The Soul of Medicine: Tales from the Bedside
- First edition
- Author: Sherwin B. Nuland
- Language: English
- Subject: Medicine
- Publisher: Kaplan Publishing
- Publication date: 2009
- Publication place: United States
- Media type: Print (hardback · paperback)
- Pages: 232
- ISBN: 978-1-60714-055-9

= The Soul of Medicine =

2009 book by Sherwin B. Nuland

The Soul of Medicine: Tales from the Bedside is a 2009 book by Sherwin B. Nuland. It was first published on April 14, 2009, through Kaplan Publishing.

== Synopsis ==
This collection of anecdotes, written by Sherwin B. Nuland, portrays different doctors from an array of specialties that each write about their most memorable patient. The medicine spoken about in this book is from an earlier era, which shows the best and the worst moments of many surgeons and doctors. Each chapter in this book consists of a different unrelated story from the previous, yet all are recollections of Nuland's peers while he was doing his residency in Yale-New Haven Hospital.

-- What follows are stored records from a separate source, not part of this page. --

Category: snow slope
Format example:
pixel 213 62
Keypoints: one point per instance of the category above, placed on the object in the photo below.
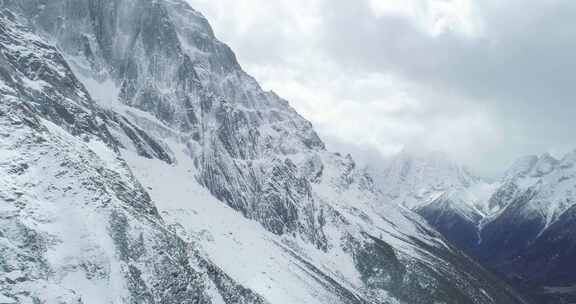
pixel 193 185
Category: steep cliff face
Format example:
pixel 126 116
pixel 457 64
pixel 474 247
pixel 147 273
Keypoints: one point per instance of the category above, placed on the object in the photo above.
pixel 130 122
pixel 76 226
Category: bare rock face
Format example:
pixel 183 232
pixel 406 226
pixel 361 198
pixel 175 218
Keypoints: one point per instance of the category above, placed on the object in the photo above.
pixel 140 164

In the book he disguises the hospital as "Canterbury".

== Publication ==
The Soul of Medicine: Tales from the Bedside was first published in hardback through Kaplan Publishing on April 14, 2009. A paperback edition was released the following March, also through Kaplan.

== Reception ==
In a review for The New York Times, Sandeep Jauhar stated that they were "hoping for much more from this slim book" but that "despite its antediluvian elements, there are some timeless lessons here". The Soul of Medicine also received reviews from JAMA, the Student BMJ, and the Hampton Roads Business Journal, the last of which stated that "The strange thing about these stories is that most of the incidents took place several decades ago, in a time when attitudes, technology and advances weren't what they are now. While it doesn't affect the telling or the lessons involved, reading them sometimes feels like watching an old 'Dr. Kildare' episode on TV: quaint, interesting, and a peek into a past we won't miss."